Youths with disruptive behavior problems frequently present with other co-occurring problems such as ADHD, depression, and academic problems. Such youths may benefit from additional treatments geared toward these co-occurring conditions. Some of these co-occurring conditions, such as ADHD, may benefit from medication. The clinic does not offer pharmacological treatments, but will provide referrals to child and adolescent psychiatrists for medication consultation
For information and referral, call the clinic at 303.871.3306
How common are disruptive behavior disorders?
Disruptive behavior disorders represent 1/3 of referrals to child psychological clinics and roughly 15-20% of youths under the age of 18 will meet clinical criteria for a disruptive behavior disorder. Many children with other disorders such as ADHD and depression also have problems with aggression and self-control, and may benefit from treatment of these problems as well.
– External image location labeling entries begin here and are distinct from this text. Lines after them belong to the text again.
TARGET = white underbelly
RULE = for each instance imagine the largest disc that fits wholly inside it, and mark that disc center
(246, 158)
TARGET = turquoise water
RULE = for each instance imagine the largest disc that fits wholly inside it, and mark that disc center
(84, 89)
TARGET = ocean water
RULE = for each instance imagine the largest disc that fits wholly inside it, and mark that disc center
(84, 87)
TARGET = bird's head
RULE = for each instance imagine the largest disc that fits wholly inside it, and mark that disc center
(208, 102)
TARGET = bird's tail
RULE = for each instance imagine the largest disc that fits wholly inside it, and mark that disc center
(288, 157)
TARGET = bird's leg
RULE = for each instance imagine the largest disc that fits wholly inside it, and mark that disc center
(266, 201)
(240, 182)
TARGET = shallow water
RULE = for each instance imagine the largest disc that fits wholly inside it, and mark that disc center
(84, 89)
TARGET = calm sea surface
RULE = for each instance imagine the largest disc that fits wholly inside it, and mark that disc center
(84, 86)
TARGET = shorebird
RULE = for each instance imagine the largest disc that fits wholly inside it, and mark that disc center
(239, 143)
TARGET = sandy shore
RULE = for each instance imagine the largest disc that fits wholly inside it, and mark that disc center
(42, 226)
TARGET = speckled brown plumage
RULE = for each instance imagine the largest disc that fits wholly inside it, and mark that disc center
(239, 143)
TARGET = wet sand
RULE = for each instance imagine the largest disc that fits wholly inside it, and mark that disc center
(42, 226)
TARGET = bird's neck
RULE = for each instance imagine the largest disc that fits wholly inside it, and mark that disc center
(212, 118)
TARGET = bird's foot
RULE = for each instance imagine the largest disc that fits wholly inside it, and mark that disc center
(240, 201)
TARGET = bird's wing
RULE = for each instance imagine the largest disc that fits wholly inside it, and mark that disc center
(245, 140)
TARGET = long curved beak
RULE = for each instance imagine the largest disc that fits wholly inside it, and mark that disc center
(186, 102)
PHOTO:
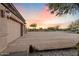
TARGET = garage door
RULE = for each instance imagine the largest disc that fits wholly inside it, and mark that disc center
(13, 30)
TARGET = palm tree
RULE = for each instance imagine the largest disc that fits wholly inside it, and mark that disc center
(63, 8)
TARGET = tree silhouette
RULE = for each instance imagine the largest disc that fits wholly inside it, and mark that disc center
(63, 8)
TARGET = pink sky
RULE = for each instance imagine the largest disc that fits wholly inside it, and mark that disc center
(44, 18)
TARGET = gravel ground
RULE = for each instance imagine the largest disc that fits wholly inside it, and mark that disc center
(57, 52)
(45, 40)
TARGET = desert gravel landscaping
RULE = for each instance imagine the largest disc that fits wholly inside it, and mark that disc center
(43, 41)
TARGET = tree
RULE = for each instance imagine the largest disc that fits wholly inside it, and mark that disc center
(33, 25)
(63, 8)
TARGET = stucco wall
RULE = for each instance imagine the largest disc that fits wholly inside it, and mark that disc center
(3, 33)
(13, 30)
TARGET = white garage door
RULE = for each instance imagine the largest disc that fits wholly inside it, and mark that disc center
(13, 30)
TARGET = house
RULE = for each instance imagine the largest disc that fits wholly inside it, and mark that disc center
(12, 24)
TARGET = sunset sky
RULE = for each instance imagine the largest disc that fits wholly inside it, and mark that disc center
(39, 13)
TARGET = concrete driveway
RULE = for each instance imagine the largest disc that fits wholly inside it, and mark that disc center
(44, 40)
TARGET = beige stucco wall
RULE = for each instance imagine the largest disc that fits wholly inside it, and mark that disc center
(13, 30)
(9, 30)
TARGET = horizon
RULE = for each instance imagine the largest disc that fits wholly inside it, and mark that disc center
(39, 14)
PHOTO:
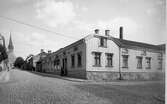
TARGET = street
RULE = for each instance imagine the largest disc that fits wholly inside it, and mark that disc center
(22, 87)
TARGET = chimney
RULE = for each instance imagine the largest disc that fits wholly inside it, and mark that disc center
(121, 32)
(96, 31)
(107, 32)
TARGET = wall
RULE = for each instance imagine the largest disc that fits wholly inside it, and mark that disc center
(92, 44)
(78, 72)
(112, 73)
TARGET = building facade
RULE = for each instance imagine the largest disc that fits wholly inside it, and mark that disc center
(103, 57)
What types of problems are included?
Two primary syndromes are included under the category of disruptive behavior disorders. The first, seen often in younger children, is characterized by a pervasive pattern of negative interactions with adults and peers, and non-compliance with adults. Such children often have difficulty following rules at home and school and often seem unresponsive to punishment. The second, more severe pattern of disruptive behavior is characterized by frequent rule-breaking behavior that can include truancy, vandalism, theft, and starting fights. Conduct disorder can range from mild to severe, and may include serious infractions of the law.
Can these types of problems be effectively treated?
The earlier these problems are addressed the better. Disruptive behavior disorders are very stable and tend to get worse with time if left untreated. The good news is that the treatments for disruptive behavior disorders offered at our clinic have met the very stringent criteria for evidence-based treatment of childhood disorders outlined by the American Psychological Association. A substantial number of well-controlled studies have shown that behavioral family- and skills-based psychological interventions are superior to no-treatment, medication treatment, and non-behavioral treatment in alleviating disruptive behavior problems. In particular, evidence suggests the importance of parent management therapy, the predominant approach in six of the nine “most effective” treatments for disruptive behavior disorders and a prominent component of two others. Therefore, parent- and family-based treatments represent the first-line treatments recommended by the major psychological and psychiatric associations. The principles and skills learned in parent management therapy and individual cognitive behavioral therapy not only help youths and their families overcome current difficulties, but also can prevent the development of worse problems in the future.